La contraffazione sbarca su Instagram

Instagram, social network usato da moltissime persone di tutte le età, da personaggi famosi e da intere aziende per postare le proprie foto, sia personali che dei prodotti, è sempre più utilizzato per comprare o vendere oggetti.
Inizialmente questo social era stato pensato per mostrare i propri momenti al mondo attraverso delle foto e se fino a qualche anno fa gli utenti che navigavano su Instagram postavano soprattutto foto di alimenti o di loro stessi in momenti più o meno importanti, con il passare del tempo anche le case di moda e gli stilisti sono approdati sul social, creando un enorme problema: la contraffazione tramite Instagram.
Il fenomeno di comprare e vendere prodotti di marche contraffatte non è limitato solo a questo social network.

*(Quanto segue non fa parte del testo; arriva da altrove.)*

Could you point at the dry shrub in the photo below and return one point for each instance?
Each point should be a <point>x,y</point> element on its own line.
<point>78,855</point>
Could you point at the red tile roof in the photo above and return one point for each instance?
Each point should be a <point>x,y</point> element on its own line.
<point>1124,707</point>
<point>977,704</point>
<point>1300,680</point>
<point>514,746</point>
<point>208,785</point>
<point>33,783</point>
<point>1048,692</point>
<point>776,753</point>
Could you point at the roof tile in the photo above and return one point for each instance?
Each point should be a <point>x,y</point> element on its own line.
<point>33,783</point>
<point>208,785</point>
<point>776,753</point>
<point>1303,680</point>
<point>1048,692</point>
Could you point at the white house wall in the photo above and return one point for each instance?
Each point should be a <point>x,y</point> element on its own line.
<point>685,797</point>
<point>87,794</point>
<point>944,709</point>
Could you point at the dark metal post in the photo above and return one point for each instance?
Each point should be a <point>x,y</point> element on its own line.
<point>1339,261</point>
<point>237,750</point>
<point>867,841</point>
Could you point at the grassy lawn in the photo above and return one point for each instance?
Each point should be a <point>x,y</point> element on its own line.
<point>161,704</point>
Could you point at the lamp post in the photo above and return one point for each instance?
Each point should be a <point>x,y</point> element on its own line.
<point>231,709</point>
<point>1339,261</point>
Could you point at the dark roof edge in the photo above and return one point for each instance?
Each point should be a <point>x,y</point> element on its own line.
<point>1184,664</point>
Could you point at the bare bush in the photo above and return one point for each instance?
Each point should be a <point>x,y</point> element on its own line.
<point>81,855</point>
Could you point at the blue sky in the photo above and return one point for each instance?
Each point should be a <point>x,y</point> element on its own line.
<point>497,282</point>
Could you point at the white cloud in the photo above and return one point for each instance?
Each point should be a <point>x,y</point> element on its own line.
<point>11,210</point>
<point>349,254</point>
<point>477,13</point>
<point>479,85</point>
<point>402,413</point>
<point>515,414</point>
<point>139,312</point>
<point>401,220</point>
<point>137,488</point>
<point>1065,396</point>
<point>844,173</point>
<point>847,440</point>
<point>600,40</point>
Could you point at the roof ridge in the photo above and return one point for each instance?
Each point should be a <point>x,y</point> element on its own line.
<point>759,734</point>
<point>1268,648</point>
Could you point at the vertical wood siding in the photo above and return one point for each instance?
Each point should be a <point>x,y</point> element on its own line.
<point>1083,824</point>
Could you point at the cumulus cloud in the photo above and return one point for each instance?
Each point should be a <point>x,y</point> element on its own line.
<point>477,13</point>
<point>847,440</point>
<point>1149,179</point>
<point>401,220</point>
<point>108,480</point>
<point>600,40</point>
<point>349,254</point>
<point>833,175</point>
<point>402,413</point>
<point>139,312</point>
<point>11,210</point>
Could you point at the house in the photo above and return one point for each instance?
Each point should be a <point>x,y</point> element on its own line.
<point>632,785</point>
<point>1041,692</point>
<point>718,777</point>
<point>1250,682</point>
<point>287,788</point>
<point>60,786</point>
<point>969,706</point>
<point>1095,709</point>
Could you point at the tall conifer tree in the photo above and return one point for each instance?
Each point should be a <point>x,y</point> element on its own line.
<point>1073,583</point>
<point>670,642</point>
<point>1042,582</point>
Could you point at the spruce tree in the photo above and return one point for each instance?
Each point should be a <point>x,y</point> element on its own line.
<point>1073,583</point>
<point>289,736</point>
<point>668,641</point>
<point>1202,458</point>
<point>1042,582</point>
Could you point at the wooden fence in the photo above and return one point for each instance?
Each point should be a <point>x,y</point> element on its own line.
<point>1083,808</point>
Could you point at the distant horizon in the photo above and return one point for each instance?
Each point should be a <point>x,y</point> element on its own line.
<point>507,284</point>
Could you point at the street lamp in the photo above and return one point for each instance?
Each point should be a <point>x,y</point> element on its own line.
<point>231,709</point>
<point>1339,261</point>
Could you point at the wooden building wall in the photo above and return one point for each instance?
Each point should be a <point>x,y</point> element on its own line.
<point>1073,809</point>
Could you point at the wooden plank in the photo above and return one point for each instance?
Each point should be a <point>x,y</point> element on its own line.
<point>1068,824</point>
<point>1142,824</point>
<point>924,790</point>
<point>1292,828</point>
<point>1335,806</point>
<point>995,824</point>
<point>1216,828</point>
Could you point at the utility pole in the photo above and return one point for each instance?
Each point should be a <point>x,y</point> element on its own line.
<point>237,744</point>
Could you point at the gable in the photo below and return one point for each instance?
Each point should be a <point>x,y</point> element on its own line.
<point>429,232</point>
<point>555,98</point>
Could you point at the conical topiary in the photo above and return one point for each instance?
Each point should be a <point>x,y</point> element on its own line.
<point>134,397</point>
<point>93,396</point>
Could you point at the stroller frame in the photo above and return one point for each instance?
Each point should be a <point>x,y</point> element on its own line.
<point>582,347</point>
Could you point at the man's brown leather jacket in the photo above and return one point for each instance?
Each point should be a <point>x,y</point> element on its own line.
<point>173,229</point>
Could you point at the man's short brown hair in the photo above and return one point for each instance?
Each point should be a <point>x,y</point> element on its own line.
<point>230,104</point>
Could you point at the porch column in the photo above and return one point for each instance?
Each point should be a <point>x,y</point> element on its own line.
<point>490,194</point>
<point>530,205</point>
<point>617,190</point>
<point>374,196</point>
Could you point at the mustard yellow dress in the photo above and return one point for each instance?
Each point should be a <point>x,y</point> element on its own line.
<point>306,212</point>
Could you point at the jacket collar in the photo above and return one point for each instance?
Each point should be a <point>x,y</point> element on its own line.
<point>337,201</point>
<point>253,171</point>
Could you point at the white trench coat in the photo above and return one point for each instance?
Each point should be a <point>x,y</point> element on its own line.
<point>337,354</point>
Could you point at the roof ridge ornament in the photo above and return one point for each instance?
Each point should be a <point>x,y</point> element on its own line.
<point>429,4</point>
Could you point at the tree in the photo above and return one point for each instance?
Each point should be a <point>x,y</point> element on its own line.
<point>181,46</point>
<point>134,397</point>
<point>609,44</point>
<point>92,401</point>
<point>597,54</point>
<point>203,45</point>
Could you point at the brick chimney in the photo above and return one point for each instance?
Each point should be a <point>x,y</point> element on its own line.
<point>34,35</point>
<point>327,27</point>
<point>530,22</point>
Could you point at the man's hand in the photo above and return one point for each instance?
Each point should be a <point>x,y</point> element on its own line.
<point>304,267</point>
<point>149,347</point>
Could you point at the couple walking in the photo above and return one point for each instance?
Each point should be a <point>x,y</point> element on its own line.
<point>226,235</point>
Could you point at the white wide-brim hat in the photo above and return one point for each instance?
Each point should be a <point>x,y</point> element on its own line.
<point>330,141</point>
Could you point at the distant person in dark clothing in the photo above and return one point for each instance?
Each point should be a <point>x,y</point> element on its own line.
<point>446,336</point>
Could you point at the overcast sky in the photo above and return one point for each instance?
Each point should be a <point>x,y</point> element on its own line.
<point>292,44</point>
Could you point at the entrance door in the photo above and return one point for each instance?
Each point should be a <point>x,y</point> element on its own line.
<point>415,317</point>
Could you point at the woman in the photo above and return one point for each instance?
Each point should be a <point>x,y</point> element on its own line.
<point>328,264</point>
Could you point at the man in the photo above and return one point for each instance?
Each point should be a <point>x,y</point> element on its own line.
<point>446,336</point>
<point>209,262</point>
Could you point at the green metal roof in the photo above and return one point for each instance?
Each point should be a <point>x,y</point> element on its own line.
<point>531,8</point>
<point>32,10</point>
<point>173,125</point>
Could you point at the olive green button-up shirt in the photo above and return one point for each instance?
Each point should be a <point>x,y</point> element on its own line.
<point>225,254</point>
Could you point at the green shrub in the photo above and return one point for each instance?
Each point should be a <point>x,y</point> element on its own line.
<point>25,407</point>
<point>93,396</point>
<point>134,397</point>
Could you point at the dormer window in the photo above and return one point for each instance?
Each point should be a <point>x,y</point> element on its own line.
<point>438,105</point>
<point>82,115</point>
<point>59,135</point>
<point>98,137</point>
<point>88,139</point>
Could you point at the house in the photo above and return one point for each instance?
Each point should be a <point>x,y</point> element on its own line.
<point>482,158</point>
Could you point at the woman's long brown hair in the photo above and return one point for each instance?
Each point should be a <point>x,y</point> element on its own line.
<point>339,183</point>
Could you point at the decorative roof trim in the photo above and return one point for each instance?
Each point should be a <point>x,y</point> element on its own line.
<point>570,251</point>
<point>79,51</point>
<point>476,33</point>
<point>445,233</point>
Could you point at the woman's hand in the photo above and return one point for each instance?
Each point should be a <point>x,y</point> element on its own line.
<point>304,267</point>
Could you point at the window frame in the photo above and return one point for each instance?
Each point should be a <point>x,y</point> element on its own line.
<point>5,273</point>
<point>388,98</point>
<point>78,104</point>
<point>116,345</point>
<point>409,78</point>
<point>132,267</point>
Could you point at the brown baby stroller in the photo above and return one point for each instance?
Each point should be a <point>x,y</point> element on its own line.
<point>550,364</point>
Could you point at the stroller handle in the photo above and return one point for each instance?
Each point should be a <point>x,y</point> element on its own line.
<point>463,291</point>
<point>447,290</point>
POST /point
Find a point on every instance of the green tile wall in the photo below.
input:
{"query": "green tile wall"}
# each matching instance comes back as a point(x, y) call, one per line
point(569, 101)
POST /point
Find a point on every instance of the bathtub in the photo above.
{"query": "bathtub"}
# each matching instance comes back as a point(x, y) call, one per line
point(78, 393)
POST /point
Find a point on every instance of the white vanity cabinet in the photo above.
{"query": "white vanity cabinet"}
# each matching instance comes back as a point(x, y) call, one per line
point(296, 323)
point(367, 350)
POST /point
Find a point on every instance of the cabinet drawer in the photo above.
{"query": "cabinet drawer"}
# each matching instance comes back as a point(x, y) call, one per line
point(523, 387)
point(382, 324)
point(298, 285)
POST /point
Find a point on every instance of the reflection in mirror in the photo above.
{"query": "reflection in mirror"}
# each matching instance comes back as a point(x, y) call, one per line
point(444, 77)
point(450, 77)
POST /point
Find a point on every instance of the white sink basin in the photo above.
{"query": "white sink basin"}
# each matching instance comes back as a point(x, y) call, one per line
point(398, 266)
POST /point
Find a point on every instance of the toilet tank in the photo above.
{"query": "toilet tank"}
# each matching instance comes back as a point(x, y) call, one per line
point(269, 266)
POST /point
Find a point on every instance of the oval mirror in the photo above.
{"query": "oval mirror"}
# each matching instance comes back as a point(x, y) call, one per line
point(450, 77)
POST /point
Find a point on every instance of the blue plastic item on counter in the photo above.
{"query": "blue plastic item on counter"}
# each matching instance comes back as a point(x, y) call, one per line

Lo scorso anno Google e WeChat hanno bloccato rispettivamente 18mila e 7mila account che commercializzavano prodotti falsi, ma sono sempre di più le bande russe o cinesi che aprono un account Instagram a questo scopo, spesso spacciando i propri articoli per autentici, ingannando i clienti.
Il processo è abbastanza semplice, gli account postano foto di borse, gioielli, vestiti e scarpe spacciandoli per capi firmati, l’utente sceglie ciò che preferisce e viene invitato a contrattare sul prezzo su social esterni ad instagram.
A contrattazione avvenuta il cliente deve pagare tramite Paypal o Western Union.
Tuttavia esistono account Instagram che dichiarano pubblicamente di vendere articoli contraffatti, in questo modo il compratore sa benissimo che cosa sta comprando e può anche confrontare i prezzi; questi profili solitamente utilizzano l’hashtag 1:1 che serve per descrivere un articolo falso, ma simile all’originale.
Il problema principale non sono questi tipi di profili, ma quelli che spacciano per originali prodotti falsi vendendoli a prezzi poco più bassi e, purtroppo, ingannando tutti.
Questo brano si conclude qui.